Interpreting Spatially Infinite Generative Models
This work addresses the problem of generating arbitrary-resolution images for applications like panoramic imagery and texture synthesis, representing an incremental improvement over existing spatially infinite generative models.
The paper tackles the limitation of traditional deep generative models that only produce fixed-size outputs by providing a theoretical interpretation for infinite spatial generation using spatial stochastic processes, and introduces an improved model called ∞-GAN that efficiently generates images of arbitrary size, as verified in experiments on world maps, panoramic images, and texture synthesis.

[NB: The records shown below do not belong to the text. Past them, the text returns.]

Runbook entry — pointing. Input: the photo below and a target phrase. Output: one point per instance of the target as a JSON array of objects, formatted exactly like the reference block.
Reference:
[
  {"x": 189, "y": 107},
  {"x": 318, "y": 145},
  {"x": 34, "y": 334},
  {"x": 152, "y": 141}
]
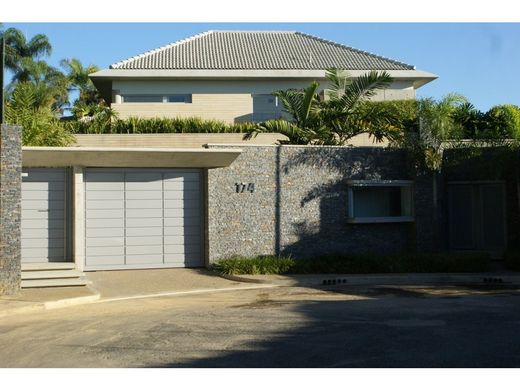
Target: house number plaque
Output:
[{"x": 244, "y": 187}]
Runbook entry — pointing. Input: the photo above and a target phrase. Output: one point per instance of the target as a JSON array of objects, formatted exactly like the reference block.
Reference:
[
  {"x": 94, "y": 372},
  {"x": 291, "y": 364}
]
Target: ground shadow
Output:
[{"x": 377, "y": 330}]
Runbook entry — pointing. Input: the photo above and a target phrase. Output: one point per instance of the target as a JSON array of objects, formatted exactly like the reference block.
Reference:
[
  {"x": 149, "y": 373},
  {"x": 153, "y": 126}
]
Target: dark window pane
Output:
[
  {"x": 178, "y": 98},
  {"x": 142, "y": 99}
]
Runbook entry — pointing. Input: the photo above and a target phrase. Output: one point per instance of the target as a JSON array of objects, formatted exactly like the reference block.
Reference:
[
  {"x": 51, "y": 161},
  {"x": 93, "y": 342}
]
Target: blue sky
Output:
[{"x": 478, "y": 60}]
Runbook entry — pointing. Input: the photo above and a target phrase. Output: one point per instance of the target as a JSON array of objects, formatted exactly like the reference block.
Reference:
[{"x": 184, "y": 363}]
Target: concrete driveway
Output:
[{"x": 276, "y": 327}]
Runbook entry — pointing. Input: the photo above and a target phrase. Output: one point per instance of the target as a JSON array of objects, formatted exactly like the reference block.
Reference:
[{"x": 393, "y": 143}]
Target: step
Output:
[
  {"x": 48, "y": 266},
  {"x": 51, "y": 274},
  {"x": 53, "y": 283}
]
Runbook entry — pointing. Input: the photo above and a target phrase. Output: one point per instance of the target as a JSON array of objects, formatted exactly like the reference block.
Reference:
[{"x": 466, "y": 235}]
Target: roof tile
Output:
[{"x": 251, "y": 50}]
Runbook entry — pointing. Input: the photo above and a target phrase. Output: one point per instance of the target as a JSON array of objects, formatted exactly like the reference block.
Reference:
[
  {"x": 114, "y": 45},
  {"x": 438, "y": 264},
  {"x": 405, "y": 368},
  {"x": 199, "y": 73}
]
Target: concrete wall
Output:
[
  {"x": 299, "y": 205},
  {"x": 228, "y": 100},
  {"x": 10, "y": 208},
  {"x": 183, "y": 140}
]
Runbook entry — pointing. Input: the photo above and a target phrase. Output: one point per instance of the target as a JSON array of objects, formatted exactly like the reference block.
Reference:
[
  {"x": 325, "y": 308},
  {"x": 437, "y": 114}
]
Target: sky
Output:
[{"x": 478, "y": 60}]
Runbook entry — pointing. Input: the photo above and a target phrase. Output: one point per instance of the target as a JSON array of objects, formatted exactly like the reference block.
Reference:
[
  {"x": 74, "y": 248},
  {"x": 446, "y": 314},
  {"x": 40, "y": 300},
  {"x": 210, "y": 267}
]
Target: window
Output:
[
  {"x": 380, "y": 201},
  {"x": 266, "y": 107},
  {"x": 178, "y": 98}
]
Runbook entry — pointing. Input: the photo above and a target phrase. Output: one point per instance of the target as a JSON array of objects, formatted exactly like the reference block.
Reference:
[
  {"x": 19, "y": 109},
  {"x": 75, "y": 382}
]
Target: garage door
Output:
[
  {"x": 44, "y": 215},
  {"x": 143, "y": 218}
]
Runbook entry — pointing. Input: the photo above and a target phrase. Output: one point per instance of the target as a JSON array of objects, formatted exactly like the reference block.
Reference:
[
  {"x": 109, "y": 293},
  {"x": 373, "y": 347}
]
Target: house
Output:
[
  {"x": 231, "y": 75},
  {"x": 114, "y": 202}
]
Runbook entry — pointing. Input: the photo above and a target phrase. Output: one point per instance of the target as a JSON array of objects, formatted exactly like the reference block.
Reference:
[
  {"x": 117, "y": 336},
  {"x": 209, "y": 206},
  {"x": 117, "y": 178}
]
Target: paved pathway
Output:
[{"x": 276, "y": 327}]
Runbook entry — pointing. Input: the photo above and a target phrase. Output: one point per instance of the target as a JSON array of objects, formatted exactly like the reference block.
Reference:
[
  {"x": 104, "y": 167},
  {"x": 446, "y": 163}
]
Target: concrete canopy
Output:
[{"x": 33, "y": 156}]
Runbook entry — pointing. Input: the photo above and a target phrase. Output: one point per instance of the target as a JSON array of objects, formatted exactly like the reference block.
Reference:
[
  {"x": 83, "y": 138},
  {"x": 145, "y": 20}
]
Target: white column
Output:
[{"x": 79, "y": 218}]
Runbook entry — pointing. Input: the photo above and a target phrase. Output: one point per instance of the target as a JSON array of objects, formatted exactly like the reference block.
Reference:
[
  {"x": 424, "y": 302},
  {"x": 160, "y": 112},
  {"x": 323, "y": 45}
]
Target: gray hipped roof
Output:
[{"x": 258, "y": 50}]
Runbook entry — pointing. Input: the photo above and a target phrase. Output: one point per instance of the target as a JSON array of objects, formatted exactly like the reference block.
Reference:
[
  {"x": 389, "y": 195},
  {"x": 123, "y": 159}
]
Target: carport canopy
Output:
[{"x": 35, "y": 156}]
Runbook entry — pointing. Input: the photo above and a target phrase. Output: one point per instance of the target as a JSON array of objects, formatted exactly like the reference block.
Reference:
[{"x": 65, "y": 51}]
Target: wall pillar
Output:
[
  {"x": 10, "y": 208},
  {"x": 79, "y": 218}
]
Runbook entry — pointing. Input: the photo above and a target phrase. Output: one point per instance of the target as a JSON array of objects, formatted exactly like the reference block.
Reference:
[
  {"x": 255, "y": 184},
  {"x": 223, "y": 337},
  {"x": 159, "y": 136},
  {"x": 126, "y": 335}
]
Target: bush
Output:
[
  {"x": 365, "y": 263},
  {"x": 261, "y": 265},
  {"x": 503, "y": 121},
  {"x": 160, "y": 126},
  {"x": 512, "y": 259}
]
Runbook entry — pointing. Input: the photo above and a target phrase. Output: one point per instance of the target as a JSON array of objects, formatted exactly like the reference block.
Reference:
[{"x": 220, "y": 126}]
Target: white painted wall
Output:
[{"x": 227, "y": 100}]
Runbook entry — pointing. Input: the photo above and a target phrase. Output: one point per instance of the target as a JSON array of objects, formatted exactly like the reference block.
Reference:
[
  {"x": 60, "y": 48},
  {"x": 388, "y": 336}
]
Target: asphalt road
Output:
[{"x": 276, "y": 327}]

Traditional deep generative models of images and other spatial modalities can only generate fixed sized outputs. The generated images have exactly the same resolution as the training images, which is dictated by the number of layers in the underlying neural network. Recent work has shown, however, that feeding spatial noise vectors into a fully convolutional neural network enables both generation of arbitrary resolution output images as well as training on arbitrary resolution training images. While this work has provided impressive empirical results, little theoretical interpretation was provided to explain the underlying generative process. In this paper we provide a firm theoretical interpretation for infinite spatial generation, by drawing connections to spatial stochastic processes. We use the resulting intuition to improve upon existing spatially infinite generative models to enable more efficient training through a model that we call an infinite generative adversarial network, or $\infty$-GAN. Experiments on world map generation, panoramic images and texture synthesis verify the ability of $\infty$-GAN to efficiently generate images of arbitrary size.